Vulnerability identifier: #VU88097
Vulnerability risk: Medium
CVSSv3.1: 5.2 [CVSS:3.1/AV:N/AC:H/PR:N/UI:N/S:U/C:H/I:N/A:N/E:U/RL:O/RC:C]
CVE-ID:
CWE-ID:
CWE-523
Exploitation vector: Network
Exploit availability: No
Vulnerable software:
Go SDK for CloudEvents
Universal components / Libraries /
Software for developers
Vendor: CloudEvents
Description
The vulnerability allows a remote attacker to gain access to sensitive information.

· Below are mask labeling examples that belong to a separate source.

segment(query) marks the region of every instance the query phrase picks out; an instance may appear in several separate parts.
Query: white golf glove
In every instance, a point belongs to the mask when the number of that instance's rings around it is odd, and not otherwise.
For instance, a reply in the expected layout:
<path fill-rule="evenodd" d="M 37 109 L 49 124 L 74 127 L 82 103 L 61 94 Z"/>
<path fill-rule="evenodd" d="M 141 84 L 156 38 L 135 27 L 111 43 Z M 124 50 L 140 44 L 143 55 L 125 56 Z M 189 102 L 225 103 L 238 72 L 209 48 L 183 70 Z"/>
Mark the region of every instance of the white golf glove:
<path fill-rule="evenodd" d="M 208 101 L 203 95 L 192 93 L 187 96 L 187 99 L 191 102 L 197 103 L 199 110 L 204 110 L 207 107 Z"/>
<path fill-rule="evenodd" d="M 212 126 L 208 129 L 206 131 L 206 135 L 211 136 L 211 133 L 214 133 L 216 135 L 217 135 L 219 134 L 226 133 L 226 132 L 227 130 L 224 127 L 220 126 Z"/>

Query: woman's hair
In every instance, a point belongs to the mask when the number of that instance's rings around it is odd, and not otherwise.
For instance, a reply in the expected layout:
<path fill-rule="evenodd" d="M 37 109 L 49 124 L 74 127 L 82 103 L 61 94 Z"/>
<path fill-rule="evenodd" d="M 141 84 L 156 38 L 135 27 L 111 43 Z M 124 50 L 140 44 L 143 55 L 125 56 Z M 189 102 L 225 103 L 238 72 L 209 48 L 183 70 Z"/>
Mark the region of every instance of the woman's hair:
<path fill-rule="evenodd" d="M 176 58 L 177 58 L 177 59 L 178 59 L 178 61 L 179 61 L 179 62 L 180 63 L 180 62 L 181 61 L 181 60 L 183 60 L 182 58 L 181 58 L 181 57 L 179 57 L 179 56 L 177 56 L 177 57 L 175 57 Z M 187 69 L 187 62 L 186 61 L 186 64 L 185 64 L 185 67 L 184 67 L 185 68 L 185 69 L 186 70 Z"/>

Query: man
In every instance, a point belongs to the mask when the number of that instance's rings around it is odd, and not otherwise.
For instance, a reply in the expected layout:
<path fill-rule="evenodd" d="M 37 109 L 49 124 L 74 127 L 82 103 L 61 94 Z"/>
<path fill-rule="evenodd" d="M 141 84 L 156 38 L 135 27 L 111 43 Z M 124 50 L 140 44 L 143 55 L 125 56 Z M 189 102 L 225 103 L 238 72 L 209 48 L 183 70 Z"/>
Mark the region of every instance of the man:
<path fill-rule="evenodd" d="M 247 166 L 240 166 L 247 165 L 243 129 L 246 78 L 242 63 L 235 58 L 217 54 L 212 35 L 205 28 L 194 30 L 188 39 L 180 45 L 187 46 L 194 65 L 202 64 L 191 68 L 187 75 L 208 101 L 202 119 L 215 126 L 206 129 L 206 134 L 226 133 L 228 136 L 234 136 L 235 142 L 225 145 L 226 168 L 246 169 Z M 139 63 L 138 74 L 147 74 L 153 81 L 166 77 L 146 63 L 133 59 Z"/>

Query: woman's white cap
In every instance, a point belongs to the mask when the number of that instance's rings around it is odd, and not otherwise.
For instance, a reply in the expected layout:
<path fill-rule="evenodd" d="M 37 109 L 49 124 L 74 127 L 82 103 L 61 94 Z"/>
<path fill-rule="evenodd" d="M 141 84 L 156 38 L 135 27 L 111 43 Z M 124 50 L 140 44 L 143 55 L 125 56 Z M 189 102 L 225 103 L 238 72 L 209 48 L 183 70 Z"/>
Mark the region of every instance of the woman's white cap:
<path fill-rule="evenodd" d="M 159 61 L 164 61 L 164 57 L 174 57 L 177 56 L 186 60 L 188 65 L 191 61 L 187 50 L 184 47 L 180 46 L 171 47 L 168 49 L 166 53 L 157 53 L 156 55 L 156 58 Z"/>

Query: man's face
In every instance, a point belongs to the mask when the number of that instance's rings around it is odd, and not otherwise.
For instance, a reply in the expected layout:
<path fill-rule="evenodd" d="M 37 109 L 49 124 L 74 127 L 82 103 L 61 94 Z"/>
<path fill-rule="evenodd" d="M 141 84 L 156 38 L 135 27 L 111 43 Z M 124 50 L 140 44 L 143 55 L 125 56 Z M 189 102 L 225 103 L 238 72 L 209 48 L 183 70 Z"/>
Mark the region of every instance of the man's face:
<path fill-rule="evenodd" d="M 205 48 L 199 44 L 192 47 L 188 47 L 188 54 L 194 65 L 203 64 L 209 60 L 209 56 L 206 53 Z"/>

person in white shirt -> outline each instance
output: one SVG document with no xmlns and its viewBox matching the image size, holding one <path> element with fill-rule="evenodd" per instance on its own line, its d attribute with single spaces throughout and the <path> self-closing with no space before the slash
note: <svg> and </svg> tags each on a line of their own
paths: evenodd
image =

The vulnerability exist due to an error in the cloudevents.WithRoundTripper method used for creation of a cloudevents.Client with an authenticated http.RoundTripper. When the transport is populated with an authenticated transport, then http.DefaultClient is modified with the authenticated transport and will start to send Authorization tokens to any endpoint it is used to contact. As a result, a remote attacker can intercept credentials leaked by the go-sdk.
Mitigation
Install updates from vendor's website.
Vulnerable software versions
Go SDK for CloudEvents: 0.2 - 2.15.1
External links
http://github.com/cloudevents/sdk-go/security/advisories/GHSA-5pf6-2qwx-pxm2
http://github.com/cloudevents/sdk-go/commit/de2f28370b0d2a0f64f92c0c6139fa4b8a7c3851
http://github.com/cloudevents/sdk-go/blob/67e389964131d55d65cd14b4eb32d57a47312695/v2/protocol/http/protocol.go#L104-L110
Can this vulnerability be exploited remotely?
Yes. This vulnerability can be exploited by a remote non-authenticated attacker via the Internet.
Is there known malware, which exploits this vulnerability?
No. We are not aware of malware exploiting this vulnerability.